レベリングとは何かレベリングは、歯科治療において歯の位置を調整するための重要な手法である。特に、矯正治療や補綴治療において、歯の高さや位置を均一にすることが求められる。これにより、咬合の改善や審美性の向上が図られる。レベリングの目的は、歯列全体のバランスを整え、患者の機能的および審美的なニーズに応えることである。レベリングの処置と術式レベリングにはいくつかの処置や術式が存在する。一般的には、矯正装置を用いた歯の移動や、補綴物の調整が含まれる。矯正治療においては、ワイヤーやブラケットを使用し、歯を徐々に移動させることでレベリングを行う。一方、補綴治療では、クラウンやブリッジの設計において、歯の高さを調整することが重要である。これらの術式にはそれぞれメリットとデメリットがあり、患者の状態に応じた適切な選択が求められる。レベリングにおける症状と症例レベリングが必要とされる症状には、歯の不揃いや咬合不全がある。これらの症状は、患者の咀嚼機能や発音に影響を及ぼすことがあるため、早期の診断と適切な処置が重要である。具体的な症例としては、前歯の不正咬合や、奥歯の咬合高径の不均一性が挙げられる。これらの症例に対しては、レベリングを通じて歯の位置を調整し、機能的な改善を図ることができる。レベリングの手順とコツレベリングを行う際の手順は、まず患者の口腔内を詳細に診査し、必要な処置を計画することから始まる。
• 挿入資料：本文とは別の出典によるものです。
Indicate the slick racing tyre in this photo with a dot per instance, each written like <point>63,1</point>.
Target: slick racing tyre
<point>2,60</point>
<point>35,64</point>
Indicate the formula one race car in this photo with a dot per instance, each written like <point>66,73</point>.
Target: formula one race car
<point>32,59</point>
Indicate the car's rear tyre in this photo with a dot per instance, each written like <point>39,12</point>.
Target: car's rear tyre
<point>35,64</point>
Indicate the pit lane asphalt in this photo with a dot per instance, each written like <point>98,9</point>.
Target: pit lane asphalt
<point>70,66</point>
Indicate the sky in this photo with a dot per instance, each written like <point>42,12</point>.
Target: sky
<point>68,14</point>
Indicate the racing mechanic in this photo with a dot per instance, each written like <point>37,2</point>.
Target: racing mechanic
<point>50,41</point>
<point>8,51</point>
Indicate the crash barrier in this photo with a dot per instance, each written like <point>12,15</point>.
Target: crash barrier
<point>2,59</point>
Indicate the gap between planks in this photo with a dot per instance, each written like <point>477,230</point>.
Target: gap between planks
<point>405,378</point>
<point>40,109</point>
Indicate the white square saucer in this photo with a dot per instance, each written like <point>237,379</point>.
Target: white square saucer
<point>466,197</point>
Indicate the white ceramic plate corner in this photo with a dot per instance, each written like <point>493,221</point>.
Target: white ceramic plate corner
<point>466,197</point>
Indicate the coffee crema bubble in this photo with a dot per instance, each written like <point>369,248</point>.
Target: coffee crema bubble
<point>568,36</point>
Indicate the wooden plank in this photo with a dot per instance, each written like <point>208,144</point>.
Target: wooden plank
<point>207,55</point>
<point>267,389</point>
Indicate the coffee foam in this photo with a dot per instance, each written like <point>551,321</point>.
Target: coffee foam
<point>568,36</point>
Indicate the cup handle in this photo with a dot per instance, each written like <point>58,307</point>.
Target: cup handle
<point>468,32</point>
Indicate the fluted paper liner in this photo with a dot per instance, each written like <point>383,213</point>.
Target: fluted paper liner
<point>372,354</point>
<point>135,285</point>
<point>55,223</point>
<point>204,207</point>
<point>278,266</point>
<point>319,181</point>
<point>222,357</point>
次に、適切な矯正装置や補綴物を選定し、装着する。治療中は、定期的なフォローアップを行い、歯の移動状況を確認することが重要である。コツとしては、患者とのコミュニケーションを密にし、治療の進捗を共有することで、患者の理解と協力を得ることが挙げられる。レベリングのメリットとデメリットレベリングのメリットには、咬合の改善や審美性の向上がある。これにより、患者の満足度が向上し、治療の成功率も高まる。一方で、デメリットとしては、治療期間が長くなる可能性や、患者に対する負担が増えることが挙げられる。これらの点を考慮し、患者に最適な治療計画を立てることが求められる。レベリングにおける注意点と判断基準レベリングを行う際には、いくつかの注意点が存在する。まず、患者の口腔内の状態や全身的な健康状態を十分に考慮する必要がある。また、治療の進捗を定期的に評価し、必要に応じて計画を見直すことが重要である。判断基準としては、咬合の安定性や歯の位置の均一性が挙げられ、これらを基に治療方針を決定することが求められる。まとめレベリングは、歯科治療において非常に重要な手法であり、適切な処置と術式を選択することで、患者の機能的および審美的なニーズに応えることができる。症状や症例に応じた適切な判断と、治療の進捗管理が成功の鍵となる。歯科医師や歯科衛生士は、これらの知識を活用し、より良い治療を提供することが求められる。
1D編集部
2024年6月1日
矯正における「想定外」の治療期間延長、その原因と対策とは?

矯正における「想定外」の治療期間延長、その原因と対策とは?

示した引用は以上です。